Friday, September 13, 2019

Only You



Even a poor maiden can gaze at
a shining knight.
You walked in the door,
smile gleaming in candleglow;
my heart stopped
for a moment,
and then began again,
forever altered.

Not then, but later,
you gazed back,
and we knew joy.
But we were human,
full of fear and history/herstory.
We lost our way.

Yet, looking back,
I remember summer days,
the beauty of your gaze,
the fullness of my heart;
the love we shared was true.

The song we sang, unfinished,
reverberates through the years.
It was too short,
but how sweet it was
the while we sang.

Only you, in my long life,
stirred such feelings,
so I have been long alone.
However, all must be endured,
for those brief, shining moments,
when even this poor maiden
dared gaze at a shining knight,
and he gazed back
               gazed back
                   gazed back.


For Sanaa's Wild Friday at Poets United: to use the incomplete ending of Sappho's poem and create our own poem.

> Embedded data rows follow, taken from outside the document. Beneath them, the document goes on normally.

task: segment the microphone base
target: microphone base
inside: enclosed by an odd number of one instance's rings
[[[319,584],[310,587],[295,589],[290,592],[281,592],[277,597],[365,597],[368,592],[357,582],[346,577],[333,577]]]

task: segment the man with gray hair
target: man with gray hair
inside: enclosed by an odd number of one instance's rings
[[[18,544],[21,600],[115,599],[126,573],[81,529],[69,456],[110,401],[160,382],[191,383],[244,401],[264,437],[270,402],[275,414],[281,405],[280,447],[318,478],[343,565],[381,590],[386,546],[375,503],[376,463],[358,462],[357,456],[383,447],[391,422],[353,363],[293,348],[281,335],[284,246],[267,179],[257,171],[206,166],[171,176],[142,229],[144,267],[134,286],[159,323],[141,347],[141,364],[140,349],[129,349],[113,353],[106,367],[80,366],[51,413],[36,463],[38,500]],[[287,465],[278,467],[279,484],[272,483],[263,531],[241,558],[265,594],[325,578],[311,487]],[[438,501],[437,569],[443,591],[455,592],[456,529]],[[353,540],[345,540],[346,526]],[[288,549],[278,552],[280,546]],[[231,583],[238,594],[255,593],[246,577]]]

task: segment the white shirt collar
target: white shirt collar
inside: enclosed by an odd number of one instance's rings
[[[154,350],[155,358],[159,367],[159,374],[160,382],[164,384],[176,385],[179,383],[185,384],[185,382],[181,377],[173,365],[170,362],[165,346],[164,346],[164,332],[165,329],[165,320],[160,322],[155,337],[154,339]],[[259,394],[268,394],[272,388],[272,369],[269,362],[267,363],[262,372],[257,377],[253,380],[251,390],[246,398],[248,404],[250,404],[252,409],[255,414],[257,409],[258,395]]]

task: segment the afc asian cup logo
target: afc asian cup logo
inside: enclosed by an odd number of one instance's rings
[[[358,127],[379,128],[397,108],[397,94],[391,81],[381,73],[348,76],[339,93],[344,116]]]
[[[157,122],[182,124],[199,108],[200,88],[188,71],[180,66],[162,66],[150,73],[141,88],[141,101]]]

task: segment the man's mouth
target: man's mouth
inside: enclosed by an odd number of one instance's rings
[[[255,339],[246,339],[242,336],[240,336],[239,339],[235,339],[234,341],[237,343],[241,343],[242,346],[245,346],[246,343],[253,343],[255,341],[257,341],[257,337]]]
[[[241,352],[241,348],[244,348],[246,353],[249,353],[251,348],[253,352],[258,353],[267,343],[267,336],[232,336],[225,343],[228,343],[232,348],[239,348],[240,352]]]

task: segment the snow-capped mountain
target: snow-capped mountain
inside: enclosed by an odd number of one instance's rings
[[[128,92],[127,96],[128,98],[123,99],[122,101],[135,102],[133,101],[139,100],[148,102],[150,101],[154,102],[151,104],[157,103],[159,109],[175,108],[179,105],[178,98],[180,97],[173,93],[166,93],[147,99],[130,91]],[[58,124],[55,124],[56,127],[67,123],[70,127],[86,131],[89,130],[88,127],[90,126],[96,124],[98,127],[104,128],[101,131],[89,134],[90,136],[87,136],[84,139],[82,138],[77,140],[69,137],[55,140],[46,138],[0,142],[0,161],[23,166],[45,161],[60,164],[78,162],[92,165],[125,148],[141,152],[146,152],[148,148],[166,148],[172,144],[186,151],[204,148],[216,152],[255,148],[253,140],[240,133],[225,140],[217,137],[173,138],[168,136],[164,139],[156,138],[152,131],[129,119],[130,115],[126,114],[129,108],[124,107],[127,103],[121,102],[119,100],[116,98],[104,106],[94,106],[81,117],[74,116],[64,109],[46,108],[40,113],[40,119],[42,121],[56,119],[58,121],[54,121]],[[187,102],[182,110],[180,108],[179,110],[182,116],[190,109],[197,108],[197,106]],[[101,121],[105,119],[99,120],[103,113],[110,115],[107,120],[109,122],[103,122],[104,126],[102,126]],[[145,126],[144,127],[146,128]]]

Wednesday, September 11, 2019

Star Travelers

Moon Dog 1973


Look up, young traveler,
at the starry heavens -
you with the stars and planets in your eyes,
and the whole sky dreaming in your face.
Let your eyes dance joyously
among the stars,
hung there for you by Sky Woman,
who spins her golden moon
and whirls her starry cape
for your delight.

Keep your gaze ever upward,
for we are all star travelers here,
arriving bewitched,
bemused with mystery,
beloved of the universe.
Sometimes, as earth travelers,
we forget, yet find ourselves
yearning ever homeward
toward the nighttime skies.
There are flight maps there,
among the ley lines,
to be decoded by all 
stardust voyagers
who - eyes transfixed by
earth's limited horizons -
have yet to discover
we have the gift of
transcendental sight.


for Sumana's prompt at Midweek Motif: Looking at Stars. This poem was inspired by the theme of one of my older poems. 

Tuesday, September 10, 2019

A Message from the Wolves



Last night
two wolves
visited me in a dream.
They were suspended,
in a sleeping state.
They were dying,
and knew they were dying.
I was being with them, 
loving them,
but it wasn't enough.

"Is there anything more
I can do for you?"
I asked.
"Tell people,"
came their reply,
"and feed us."

I awoke.
It was four a.m.
I am telling the people:
the wild creatures need us.
We must topple
corporations and corrupt governments,
and reclaim our world.
May our every vote 
and choice
and action
reflect our love
of Mother Earth
and the wild beings
who need us
to speak for them
and save their lives.


"Feed us" I take to be wild creatures' wish for humans to stop all the killing and ravaging, to begin to nurture and protect the earth and its beings, so they can find safe places in which to live. I have to admit, my hope, once insurmountable, has declined, with the events of the last two years, when it seems darkness has the upper hand all over the world. But there are more of us than them, if together we rise. And there is power in our vote. Let us use it well.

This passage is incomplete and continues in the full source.